Evaluation Benchmarks Our evaluation encompasses three primary categories of benchmarks, each designed to assess distinct capabilities of the model:
• Language Understanding and Reasoning: Hellaswag [121], ARC-Challenge [14], Winogrande [83], MMLU [36], TriviaQA [47], MMLU-Redux [26], MMLU-Pro [103], GPQA-Diamond [82], BBH [94], and [105].
• Code Generation: LiveCodeBench v6 4 [44], EvalPlus [60].
• Math & Reasoning: AIME 2025, MATH 500, HMMT 2025, PolyMath-en.
• Long-context: MRCR 5 , RULER [38], Frames [52], HELMET-ICL [118], RepoQA [61], Long Code Arena [13] and LongBench v2 [6].
• Chinese Language Understanding and Reasoning: C-Eval [43], and CMMLU [55].
Honestly, it would take 24 hours just to download the 98 GB model if I wanted to try it out (assuming I had a card with 98 GB of ram).
With an RTX 3070 (7GB GRAB VRAM), 32 GB RAM and an SSD I can run such models at speeds tolerable for casual use.
> Can you explain what this means and its significance? Assume that I'm a layperson with no familiarity with LLM jargon so explain all of the technical terms, references, names. https://github.com/MoonshotAI/Kimi-Linear
Imagine your brain could only “look at” a few words at a time when you read a long letter. Today’s big language models (the AI that powers chatbots) have the same problem: the longer the letter gets, the more scratch paper they need to keep track of it all. That scratch paper is called the “KV cache,” and for a 1 000 000-word letter it can fill a small library.

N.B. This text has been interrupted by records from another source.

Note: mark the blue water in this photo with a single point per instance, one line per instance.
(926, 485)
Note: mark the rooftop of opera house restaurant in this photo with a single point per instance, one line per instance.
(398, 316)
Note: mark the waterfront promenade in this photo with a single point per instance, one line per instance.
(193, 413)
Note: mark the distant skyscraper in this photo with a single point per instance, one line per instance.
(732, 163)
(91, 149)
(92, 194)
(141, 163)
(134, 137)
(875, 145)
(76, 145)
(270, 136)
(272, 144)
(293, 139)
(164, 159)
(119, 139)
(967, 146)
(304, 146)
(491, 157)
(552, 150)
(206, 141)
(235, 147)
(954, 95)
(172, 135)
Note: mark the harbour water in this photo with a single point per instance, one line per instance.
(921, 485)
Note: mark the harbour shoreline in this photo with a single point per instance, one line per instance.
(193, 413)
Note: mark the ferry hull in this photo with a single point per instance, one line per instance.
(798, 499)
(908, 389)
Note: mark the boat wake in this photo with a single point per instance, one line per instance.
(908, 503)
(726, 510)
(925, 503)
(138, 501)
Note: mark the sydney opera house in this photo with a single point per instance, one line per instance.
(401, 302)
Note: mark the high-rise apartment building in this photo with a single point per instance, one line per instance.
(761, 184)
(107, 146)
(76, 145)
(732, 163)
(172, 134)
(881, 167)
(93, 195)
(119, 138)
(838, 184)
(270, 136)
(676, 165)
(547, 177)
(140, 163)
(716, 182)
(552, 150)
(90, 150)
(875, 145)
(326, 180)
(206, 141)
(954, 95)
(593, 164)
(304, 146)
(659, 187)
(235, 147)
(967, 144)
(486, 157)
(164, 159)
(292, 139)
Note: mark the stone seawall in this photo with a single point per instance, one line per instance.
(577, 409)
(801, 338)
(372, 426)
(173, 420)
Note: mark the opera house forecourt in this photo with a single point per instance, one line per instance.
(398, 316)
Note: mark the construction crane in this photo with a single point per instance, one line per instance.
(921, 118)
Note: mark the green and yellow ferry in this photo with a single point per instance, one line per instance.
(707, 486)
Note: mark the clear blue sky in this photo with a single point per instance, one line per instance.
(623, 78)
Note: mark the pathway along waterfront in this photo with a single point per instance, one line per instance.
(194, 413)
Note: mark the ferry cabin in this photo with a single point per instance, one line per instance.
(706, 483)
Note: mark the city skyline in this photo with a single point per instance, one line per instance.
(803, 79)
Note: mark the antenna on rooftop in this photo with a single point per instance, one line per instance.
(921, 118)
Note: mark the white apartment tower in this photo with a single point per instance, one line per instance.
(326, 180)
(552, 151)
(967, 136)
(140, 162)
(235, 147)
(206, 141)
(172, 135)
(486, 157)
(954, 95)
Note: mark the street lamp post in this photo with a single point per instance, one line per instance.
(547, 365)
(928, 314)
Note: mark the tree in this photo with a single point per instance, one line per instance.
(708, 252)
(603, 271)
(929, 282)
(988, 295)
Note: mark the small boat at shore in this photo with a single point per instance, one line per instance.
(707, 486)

Kimi Linear is a new way for the AI to read and write that throws away most of that scratch paper yet still understands the letter. It does this by replacing the usual “look at every word every time” trick (full attention) with a clever shortcut called linear attention. The shortcut is packaged into something they call Kimi Delta Attention (KDA).
What the numbers mean in plain English
51.0 on MMLU-Pro: on a 4 000-word school-test set, the shortcut scores about as well as the old, slow method.
84.3 on RULER at 128 000 words: on a much longer test it keeps the quality high while running almost four times faster.
6 × faster TPOT: when the AI is writing its reply, each new word appears up to six times sooner than with the previous best shortcut (MLA).
75 % smaller KV cache: the scratch paper is only one-quarter the usual size, so you can fit longer conversations in the same memory.
Key pieces explained Full attention: the old, accurate but slow “look back at every word” method.
KV cache: the scratch paper that stores which words were already seen.
Linear attention: a faster but traditionally weaker way of summarising what was read.
Gated DeltaNet: an improved linear attention trick that keeps the most useful bits of the summary.
Kimi Delta Attention (KDA): Moonshot’s even better version of Gated DeltaNet.
Hybrid 3:1 mix: three layers use the fast KDA shortcut, one layer still uses the old reliable full attention, giving speed without losing smarts.
48 B total, 3 B active: the model has 48 billion total parameters but only 3 billion “turn on” for any given word, saving compute.
Context length 1 M: it can keep track of about 1 000 000 words in one go—longer than most novels.
Bottom line
Kimi Linear lets an AI read very long documents or hold very long conversations with far less memory and much less waiting time, while still giving answers as good as—or better than—the big, slow models we use today.